More recently in his scattered discography, Christlieb released the ambitious For Heaven’s Sake (CARS), recorded in 1999. It includes arrangements by Johnny Mandel, Bill Holman and others, and experiments with big band, medium-size band and some hip choral touches. Christlieb calls it “my favorite album I’ve done,” and adds, given the CD’s diversity, “it came out like [Self-Portrait]. I just can’t make up my mind what I like to do, but I like to do a lot of different things and make it interesting for people. Fear of boredom-that’s what I have. It’s boredom phobia or something.”

For many years, Christlieb has also been making his way northward to Seattle and elsewhere in the Northwest, playing with Phil Kelly’s big band and saxophonist Bill Ramsay and showing up at Centrum’s Bud Shank Jazz Workshop in Port Townsend, Wash.

The most satisfying creative experience Christlieb has had of late, however, was a trip to the Netherlands last year to play with the famed Metropole Orchestra. He appeared as the featured soloist in Bill Holman’s concerto “Pete’s Suite” and as a last-minute fill-in for the ailing Bill Perkins (who subsequently passed away) on several sleek straightahead charts by the veteran Dutch composer-arranger Rob Pronk.
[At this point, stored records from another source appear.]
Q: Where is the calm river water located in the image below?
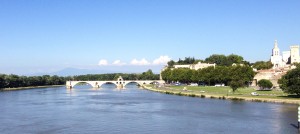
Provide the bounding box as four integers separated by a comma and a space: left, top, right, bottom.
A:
0, 85, 298, 134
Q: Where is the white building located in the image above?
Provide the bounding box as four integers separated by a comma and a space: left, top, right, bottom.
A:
271, 40, 300, 69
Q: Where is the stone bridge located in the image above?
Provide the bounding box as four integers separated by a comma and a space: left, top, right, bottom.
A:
66, 77, 165, 89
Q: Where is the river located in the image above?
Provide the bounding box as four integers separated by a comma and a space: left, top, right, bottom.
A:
0, 84, 298, 134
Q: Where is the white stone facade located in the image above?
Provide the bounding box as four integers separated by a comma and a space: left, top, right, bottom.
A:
271, 40, 300, 69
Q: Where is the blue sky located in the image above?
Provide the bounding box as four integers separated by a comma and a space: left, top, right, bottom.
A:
0, 0, 300, 74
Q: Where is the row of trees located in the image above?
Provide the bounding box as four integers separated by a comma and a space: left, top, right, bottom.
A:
205, 54, 250, 66
168, 54, 250, 67
161, 65, 255, 92
0, 74, 71, 88
168, 54, 273, 70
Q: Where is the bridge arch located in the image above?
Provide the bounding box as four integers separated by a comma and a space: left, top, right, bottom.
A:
70, 81, 94, 88
99, 81, 118, 87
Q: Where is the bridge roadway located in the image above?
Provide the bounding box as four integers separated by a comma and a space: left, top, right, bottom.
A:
66, 77, 165, 89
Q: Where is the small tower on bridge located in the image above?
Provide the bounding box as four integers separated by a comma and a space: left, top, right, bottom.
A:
117, 76, 125, 89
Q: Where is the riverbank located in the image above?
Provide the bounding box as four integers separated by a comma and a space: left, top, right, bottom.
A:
0, 85, 65, 91
144, 85, 300, 104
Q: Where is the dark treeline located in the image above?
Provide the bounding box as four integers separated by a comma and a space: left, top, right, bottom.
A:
161, 65, 255, 85
0, 74, 71, 88
0, 70, 159, 89
168, 54, 250, 67
73, 69, 159, 81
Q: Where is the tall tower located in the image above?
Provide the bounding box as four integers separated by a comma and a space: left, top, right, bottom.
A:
291, 45, 300, 64
271, 40, 285, 69
272, 40, 280, 56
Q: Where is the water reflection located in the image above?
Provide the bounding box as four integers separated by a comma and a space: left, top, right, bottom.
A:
0, 83, 298, 134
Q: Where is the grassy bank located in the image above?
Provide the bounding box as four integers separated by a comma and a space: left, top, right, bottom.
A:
0, 85, 65, 91
145, 85, 300, 104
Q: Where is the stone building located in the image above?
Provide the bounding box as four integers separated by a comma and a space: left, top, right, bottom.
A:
252, 40, 300, 87
271, 40, 300, 69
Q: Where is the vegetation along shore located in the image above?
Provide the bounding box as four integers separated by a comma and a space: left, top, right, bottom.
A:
144, 85, 300, 104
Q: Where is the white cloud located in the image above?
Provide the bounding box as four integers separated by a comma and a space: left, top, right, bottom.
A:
113, 60, 126, 66
98, 59, 108, 66
153, 56, 171, 65
130, 58, 150, 66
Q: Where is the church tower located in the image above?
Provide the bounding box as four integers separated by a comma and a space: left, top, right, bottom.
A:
271, 40, 285, 69
272, 40, 280, 56
291, 45, 300, 64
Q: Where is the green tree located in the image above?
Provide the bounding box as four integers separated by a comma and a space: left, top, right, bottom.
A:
227, 54, 244, 66
278, 67, 300, 96
229, 80, 245, 92
228, 65, 255, 91
205, 54, 228, 66
253, 61, 273, 70
257, 79, 273, 89
0, 74, 6, 89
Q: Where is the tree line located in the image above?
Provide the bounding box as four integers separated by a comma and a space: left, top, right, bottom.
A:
0, 74, 71, 88
161, 65, 255, 92
0, 69, 160, 89
168, 54, 273, 70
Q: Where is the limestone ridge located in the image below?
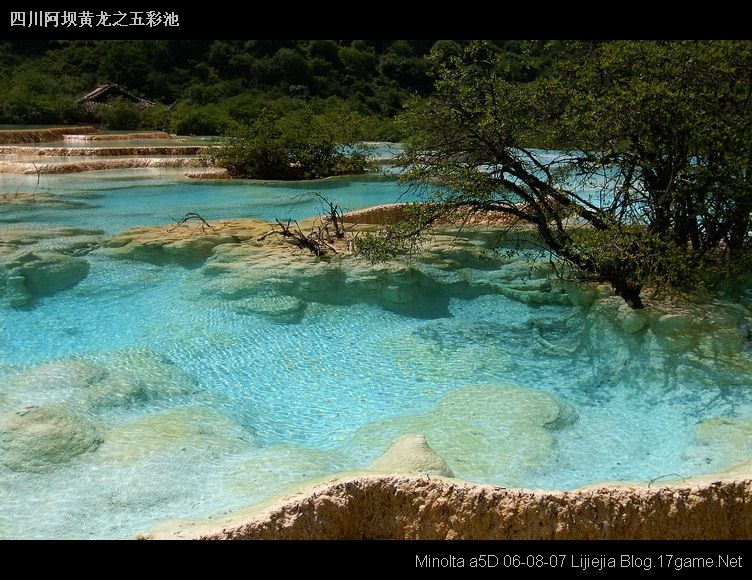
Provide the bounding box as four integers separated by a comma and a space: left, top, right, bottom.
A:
0, 225, 102, 307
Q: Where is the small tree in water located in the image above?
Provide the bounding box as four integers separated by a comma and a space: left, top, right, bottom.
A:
215, 107, 367, 180
363, 41, 752, 308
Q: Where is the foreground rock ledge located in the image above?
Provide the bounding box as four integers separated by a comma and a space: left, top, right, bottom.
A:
147, 476, 752, 540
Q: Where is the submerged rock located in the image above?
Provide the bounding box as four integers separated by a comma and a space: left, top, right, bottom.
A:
365, 434, 454, 477
0, 348, 196, 411
228, 445, 345, 499
343, 384, 577, 485
0, 406, 102, 471
685, 417, 752, 471
103, 220, 269, 266
96, 406, 255, 463
232, 295, 306, 322
0, 225, 101, 307
0, 192, 91, 214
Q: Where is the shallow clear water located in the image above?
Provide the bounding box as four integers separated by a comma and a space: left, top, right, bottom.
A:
0, 169, 415, 234
0, 170, 752, 538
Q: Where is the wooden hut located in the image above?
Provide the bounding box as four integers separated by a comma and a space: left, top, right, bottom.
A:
77, 83, 156, 113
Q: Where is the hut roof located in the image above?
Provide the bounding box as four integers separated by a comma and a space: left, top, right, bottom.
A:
77, 83, 156, 111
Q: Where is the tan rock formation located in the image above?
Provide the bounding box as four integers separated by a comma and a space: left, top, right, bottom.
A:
142, 476, 752, 540
0, 157, 210, 175
365, 434, 454, 477
0, 126, 97, 144
0, 406, 102, 471
0, 225, 101, 306
64, 127, 172, 141
0, 147, 211, 157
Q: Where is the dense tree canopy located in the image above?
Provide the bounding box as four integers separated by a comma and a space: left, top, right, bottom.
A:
366, 41, 752, 307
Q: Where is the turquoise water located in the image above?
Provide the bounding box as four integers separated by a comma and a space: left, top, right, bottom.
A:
0, 169, 416, 234
0, 170, 752, 538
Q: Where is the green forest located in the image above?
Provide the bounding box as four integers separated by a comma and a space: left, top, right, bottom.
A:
0, 40, 584, 140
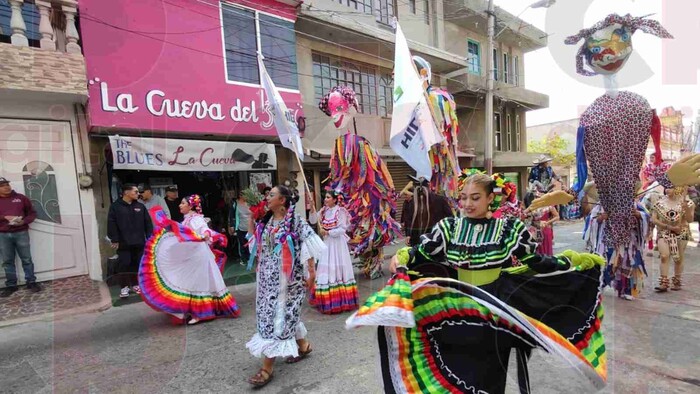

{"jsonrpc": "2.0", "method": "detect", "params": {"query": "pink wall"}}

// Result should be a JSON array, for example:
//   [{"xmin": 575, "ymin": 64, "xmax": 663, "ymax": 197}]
[{"xmin": 79, "ymin": 0, "xmax": 303, "ymax": 136}]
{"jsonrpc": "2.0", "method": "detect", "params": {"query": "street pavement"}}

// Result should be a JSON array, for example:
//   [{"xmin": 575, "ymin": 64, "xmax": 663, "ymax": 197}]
[{"xmin": 0, "ymin": 221, "xmax": 700, "ymax": 393}]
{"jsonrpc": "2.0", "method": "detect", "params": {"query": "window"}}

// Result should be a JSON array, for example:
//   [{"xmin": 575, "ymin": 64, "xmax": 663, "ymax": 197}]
[
  {"xmin": 515, "ymin": 114, "xmax": 520, "ymax": 152},
  {"xmin": 377, "ymin": 0, "xmax": 394, "ymax": 25},
  {"xmin": 503, "ymin": 114, "xmax": 513, "ymax": 152},
  {"xmin": 467, "ymin": 40, "xmax": 481, "ymax": 75},
  {"xmin": 423, "ymin": 0, "xmax": 430, "ymax": 25},
  {"xmin": 312, "ymin": 53, "xmax": 379, "ymax": 115},
  {"xmin": 221, "ymin": 4, "xmax": 299, "ymax": 90},
  {"xmin": 493, "ymin": 113, "xmax": 503, "ymax": 151},
  {"xmin": 338, "ymin": 0, "xmax": 374, "ymax": 14},
  {"xmin": 493, "ymin": 49, "xmax": 498, "ymax": 81}
]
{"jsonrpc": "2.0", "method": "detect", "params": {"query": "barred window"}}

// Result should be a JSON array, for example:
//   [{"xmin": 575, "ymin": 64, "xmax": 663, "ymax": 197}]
[{"xmin": 312, "ymin": 53, "xmax": 378, "ymax": 115}]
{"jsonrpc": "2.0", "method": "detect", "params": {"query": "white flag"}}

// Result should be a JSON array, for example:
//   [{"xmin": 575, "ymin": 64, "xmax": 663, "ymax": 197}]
[
  {"xmin": 258, "ymin": 54, "xmax": 304, "ymax": 160},
  {"xmin": 389, "ymin": 24, "xmax": 442, "ymax": 180}
]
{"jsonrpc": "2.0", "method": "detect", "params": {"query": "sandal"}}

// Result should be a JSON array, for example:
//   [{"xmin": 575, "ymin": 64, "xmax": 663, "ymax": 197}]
[
  {"xmin": 248, "ymin": 368, "xmax": 273, "ymax": 387},
  {"xmin": 285, "ymin": 343, "xmax": 314, "ymax": 364}
]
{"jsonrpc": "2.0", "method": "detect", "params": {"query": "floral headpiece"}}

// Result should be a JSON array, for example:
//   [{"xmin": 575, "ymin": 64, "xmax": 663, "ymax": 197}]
[
  {"xmin": 187, "ymin": 194, "xmax": 202, "ymax": 213},
  {"xmin": 318, "ymin": 86, "xmax": 359, "ymax": 116},
  {"xmin": 564, "ymin": 14, "xmax": 673, "ymax": 77}
]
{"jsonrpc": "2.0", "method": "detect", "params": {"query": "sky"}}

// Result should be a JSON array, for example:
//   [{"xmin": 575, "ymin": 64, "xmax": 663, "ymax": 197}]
[{"xmin": 495, "ymin": 0, "xmax": 700, "ymax": 126}]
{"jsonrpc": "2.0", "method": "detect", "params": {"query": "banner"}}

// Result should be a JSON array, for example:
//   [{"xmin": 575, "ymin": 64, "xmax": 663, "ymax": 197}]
[
  {"xmin": 389, "ymin": 24, "xmax": 442, "ymax": 180},
  {"xmin": 258, "ymin": 53, "xmax": 304, "ymax": 160},
  {"xmin": 109, "ymin": 136, "xmax": 277, "ymax": 171}
]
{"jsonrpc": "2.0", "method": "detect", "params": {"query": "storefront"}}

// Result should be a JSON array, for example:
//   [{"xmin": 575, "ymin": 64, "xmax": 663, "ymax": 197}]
[{"xmin": 80, "ymin": 0, "xmax": 304, "ymax": 280}]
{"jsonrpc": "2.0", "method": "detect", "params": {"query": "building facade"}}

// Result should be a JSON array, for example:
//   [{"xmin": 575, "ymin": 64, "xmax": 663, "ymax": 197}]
[
  {"xmin": 296, "ymin": 0, "xmax": 549, "ymax": 204},
  {"xmin": 0, "ymin": 0, "xmax": 102, "ymax": 283}
]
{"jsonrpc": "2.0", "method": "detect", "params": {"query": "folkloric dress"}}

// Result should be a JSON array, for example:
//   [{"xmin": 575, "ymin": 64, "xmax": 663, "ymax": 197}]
[
  {"xmin": 139, "ymin": 207, "xmax": 240, "ymax": 320},
  {"xmin": 346, "ymin": 218, "xmax": 606, "ymax": 393},
  {"xmin": 246, "ymin": 215, "xmax": 326, "ymax": 358},
  {"xmin": 312, "ymin": 205, "xmax": 358, "ymax": 314}
]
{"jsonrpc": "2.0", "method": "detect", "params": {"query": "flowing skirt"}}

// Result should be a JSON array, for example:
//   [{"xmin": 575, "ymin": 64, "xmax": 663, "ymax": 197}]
[
  {"xmin": 347, "ymin": 268, "xmax": 607, "ymax": 393},
  {"xmin": 311, "ymin": 236, "xmax": 359, "ymax": 314},
  {"xmin": 139, "ymin": 217, "xmax": 240, "ymax": 320}
]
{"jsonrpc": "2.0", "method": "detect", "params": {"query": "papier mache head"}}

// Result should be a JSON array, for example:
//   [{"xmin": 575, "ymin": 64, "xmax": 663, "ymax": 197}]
[
  {"xmin": 565, "ymin": 14, "xmax": 673, "ymax": 76},
  {"xmin": 318, "ymin": 86, "xmax": 358, "ymax": 130}
]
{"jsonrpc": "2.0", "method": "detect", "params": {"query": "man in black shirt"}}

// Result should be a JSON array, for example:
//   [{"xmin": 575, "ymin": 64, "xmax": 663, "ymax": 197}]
[
  {"xmin": 107, "ymin": 183, "xmax": 153, "ymax": 298},
  {"xmin": 165, "ymin": 186, "xmax": 185, "ymax": 223}
]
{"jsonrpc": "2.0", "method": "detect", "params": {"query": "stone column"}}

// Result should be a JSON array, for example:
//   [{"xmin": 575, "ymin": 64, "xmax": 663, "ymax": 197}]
[
  {"xmin": 62, "ymin": 5, "xmax": 82, "ymax": 53},
  {"xmin": 10, "ymin": 0, "xmax": 29, "ymax": 47},
  {"xmin": 34, "ymin": 0, "xmax": 56, "ymax": 51}
]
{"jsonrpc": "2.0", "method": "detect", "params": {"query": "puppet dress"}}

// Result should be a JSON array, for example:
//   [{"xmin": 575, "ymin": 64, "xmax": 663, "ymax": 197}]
[
  {"xmin": 139, "ymin": 207, "xmax": 240, "ymax": 320},
  {"xmin": 246, "ymin": 215, "xmax": 326, "ymax": 358},
  {"xmin": 346, "ymin": 218, "xmax": 606, "ymax": 393},
  {"xmin": 312, "ymin": 205, "xmax": 359, "ymax": 314}
]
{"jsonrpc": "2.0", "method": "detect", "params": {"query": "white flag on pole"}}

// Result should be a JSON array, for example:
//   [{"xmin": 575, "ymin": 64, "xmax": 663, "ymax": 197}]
[
  {"xmin": 389, "ymin": 24, "xmax": 442, "ymax": 180},
  {"xmin": 258, "ymin": 53, "xmax": 304, "ymax": 160}
]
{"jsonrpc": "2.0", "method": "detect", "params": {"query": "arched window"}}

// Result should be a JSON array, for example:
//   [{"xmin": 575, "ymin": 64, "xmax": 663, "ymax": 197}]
[{"xmin": 22, "ymin": 161, "xmax": 61, "ymax": 224}]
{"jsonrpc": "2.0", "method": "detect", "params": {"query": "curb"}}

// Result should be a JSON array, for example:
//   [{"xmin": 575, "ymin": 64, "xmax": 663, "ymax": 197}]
[{"xmin": 0, "ymin": 282, "xmax": 112, "ymax": 328}]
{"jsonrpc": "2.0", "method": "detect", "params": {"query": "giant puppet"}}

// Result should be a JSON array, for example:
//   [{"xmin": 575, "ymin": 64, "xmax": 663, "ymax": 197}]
[
  {"xmin": 319, "ymin": 86, "xmax": 401, "ymax": 279},
  {"xmin": 566, "ymin": 14, "xmax": 673, "ymax": 248}
]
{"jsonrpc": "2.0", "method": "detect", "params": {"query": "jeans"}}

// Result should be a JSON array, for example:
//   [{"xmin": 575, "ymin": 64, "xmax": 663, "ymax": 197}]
[{"xmin": 0, "ymin": 231, "xmax": 36, "ymax": 287}]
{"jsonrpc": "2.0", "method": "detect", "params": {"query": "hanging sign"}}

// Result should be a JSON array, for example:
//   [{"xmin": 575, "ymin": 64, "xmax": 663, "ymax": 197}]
[{"xmin": 109, "ymin": 136, "xmax": 277, "ymax": 171}]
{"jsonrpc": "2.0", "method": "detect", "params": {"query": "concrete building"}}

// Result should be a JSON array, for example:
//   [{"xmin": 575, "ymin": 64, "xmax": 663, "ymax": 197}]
[
  {"xmin": 0, "ymin": 0, "xmax": 102, "ymax": 285},
  {"xmin": 296, "ymin": 0, "xmax": 549, "ymax": 204}
]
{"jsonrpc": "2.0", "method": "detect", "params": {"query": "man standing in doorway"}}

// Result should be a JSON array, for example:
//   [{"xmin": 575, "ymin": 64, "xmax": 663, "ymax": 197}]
[
  {"xmin": 107, "ymin": 183, "xmax": 153, "ymax": 298},
  {"xmin": 0, "ymin": 177, "xmax": 41, "ymax": 298},
  {"xmin": 165, "ymin": 185, "xmax": 185, "ymax": 223},
  {"xmin": 139, "ymin": 183, "xmax": 170, "ymax": 217},
  {"xmin": 228, "ymin": 191, "xmax": 250, "ymax": 265}
]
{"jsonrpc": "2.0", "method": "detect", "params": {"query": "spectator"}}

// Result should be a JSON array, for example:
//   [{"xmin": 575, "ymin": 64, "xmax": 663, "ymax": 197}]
[
  {"xmin": 107, "ymin": 183, "xmax": 153, "ymax": 298},
  {"xmin": 0, "ymin": 177, "xmax": 41, "ymax": 298},
  {"xmin": 228, "ymin": 191, "xmax": 251, "ymax": 265},
  {"xmin": 165, "ymin": 185, "xmax": 185, "ymax": 223},
  {"xmin": 139, "ymin": 184, "xmax": 170, "ymax": 218}
]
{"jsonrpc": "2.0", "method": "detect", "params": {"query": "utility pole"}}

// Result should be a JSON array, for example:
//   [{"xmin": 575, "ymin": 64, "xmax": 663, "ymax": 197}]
[{"xmin": 484, "ymin": 0, "xmax": 496, "ymax": 175}]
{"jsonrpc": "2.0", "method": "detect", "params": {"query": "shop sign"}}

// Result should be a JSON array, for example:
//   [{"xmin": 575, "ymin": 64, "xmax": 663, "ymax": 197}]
[{"xmin": 109, "ymin": 136, "xmax": 277, "ymax": 171}]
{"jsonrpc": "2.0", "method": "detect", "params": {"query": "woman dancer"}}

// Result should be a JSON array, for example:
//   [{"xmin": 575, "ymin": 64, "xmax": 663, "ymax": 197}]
[
  {"xmin": 347, "ymin": 175, "xmax": 606, "ymax": 393},
  {"xmin": 246, "ymin": 185, "xmax": 326, "ymax": 387},
  {"xmin": 652, "ymin": 186, "xmax": 695, "ymax": 293},
  {"xmin": 139, "ymin": 194, "xmax": 239, "ymax": 325},
  {"xmin": 525, "ymin": 185, "xmax": 559, "ymax": 256},
  {"xmin": 312, "ymin": 191, "xmax": 358, "ymax": 314}
]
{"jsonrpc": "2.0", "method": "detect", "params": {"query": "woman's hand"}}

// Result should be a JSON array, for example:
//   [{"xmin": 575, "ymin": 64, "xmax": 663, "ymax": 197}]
[{"xmin": 389, "ymin": 255, "xmax": 399, "ymax": 274}]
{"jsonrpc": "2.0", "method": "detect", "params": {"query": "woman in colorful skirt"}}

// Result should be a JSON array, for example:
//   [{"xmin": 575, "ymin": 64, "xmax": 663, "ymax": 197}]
[
  {"xmin": 346, "ymin": 175, "xmax": 606, "ymax": 394},
  {"xmin": 139, "ymin": 194, "xmax": 239, "ymax": 325},
  {"xmin": 652, "ymin": 186, "xmax": 695, "ymax": 293},
  {"xmin": 246, "ymin": 185, "xmax": 326, "ymax": 387},
  {"xmin": 313, "ymin": 192, "xmax": 358, "ymax": 314}
]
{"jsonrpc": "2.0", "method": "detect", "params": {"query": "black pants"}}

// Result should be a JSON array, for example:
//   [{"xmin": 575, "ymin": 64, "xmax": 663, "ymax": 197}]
[
  {"xmin": 117, "ymin": 245, "xmax": 144, "ymax": 287},
  {"xmin": 236, "ymin": 230, "xmax": 250, "ymax": 263}
]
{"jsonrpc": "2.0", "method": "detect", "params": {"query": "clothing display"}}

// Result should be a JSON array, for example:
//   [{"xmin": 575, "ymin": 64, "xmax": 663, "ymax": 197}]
[
  {"xmin": 346, "ymin": 218, "xmax": 607, "ymax": 393},
  {"xmin": 139, "ymin": 206, "xmax": 240, "ymax": 320},
  {"xmin": 312, "ymin": 205, "xmax": 358, "ymax": 314},
  {"xmin": 246, "ymin": 209, "xmax": 327, "ymax": 358}
]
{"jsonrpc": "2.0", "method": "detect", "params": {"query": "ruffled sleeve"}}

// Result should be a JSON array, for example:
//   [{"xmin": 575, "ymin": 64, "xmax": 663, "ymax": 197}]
[{"xmin": 296, "ymin": 216, "xmax": 327, "ymax": 275}]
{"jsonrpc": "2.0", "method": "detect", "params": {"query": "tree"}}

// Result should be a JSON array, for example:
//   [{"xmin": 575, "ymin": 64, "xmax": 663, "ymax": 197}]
[{"xmin": 527, "ymin": 133, "xmax": 576, "ymax": 167}]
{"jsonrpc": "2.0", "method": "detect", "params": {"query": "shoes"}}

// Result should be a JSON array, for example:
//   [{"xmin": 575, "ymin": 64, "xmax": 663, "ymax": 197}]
[
  {"xmin": 119, "ymin": 286, "xmax": 130, "ymax": 298},
  {"xmin": 0, "ymin": 286, "xmax": 17, "ymax": 298}
]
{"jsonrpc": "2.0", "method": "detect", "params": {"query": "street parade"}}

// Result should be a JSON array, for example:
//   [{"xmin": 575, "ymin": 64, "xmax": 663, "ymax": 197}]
[{"xmin": 0, "ymin": 0, "xmax": 700, "ymax": 394}]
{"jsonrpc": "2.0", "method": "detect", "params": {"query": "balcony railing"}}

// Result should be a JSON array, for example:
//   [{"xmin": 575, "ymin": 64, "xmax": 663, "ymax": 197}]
[{"xmin": 0, "ymin": 0, "xmax": 81, "ymax": 53}]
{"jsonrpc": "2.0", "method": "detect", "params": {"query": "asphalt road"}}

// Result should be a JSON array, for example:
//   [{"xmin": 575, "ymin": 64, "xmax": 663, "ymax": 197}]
[{"xmin": 0, "ymin": 222, "xmax": 700, "ymax": 393}]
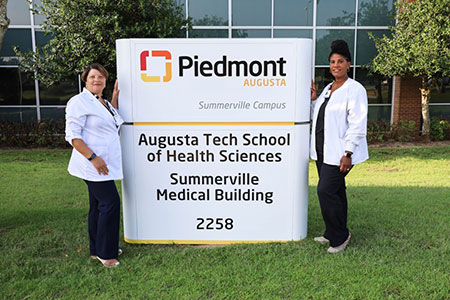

Christlieb leads me back to his office to sample a CD-R of the concert, which he hopes will be released, possibly on his own soon-to-be revived record label. He offers some blow-by-blow comments over the music. After one strong high note on the recording, Christlieb says someone in the Netherlands told him, “‘Nobody hits that high E like you do.’ I said, ‘My father told me a long time ago that God hates cowards. If you’re gonna hit that note, don’t fuck around.’ I made it a point to knock the ball out of the park, like Babe Ruth. Boom,” he laughs. “First pitch, right over the fence.”

The Metropole encounter has led Christlieb to think about approaching the “pops concert” circuit, where he could be a soloist. It would also, ironically, bring him back to the proximity of orchestral and classical music, his beginnings.

Dusk is falling in Northridge, on the sprawling property that Christlieb jokingly refers to as the “Plunderosa.” Leading me out, he says he recently paid off a 30-year mortgage on the place, and that decades of session work have left him with a pension so he “can afford to play $80 gigs if I want to.” He pauses, slaps his arm: “Mosquitoes are biting. Gotta move. Let’s eat,” he says addressing his three hungry dogs. They all turn away and saunter back to the big house.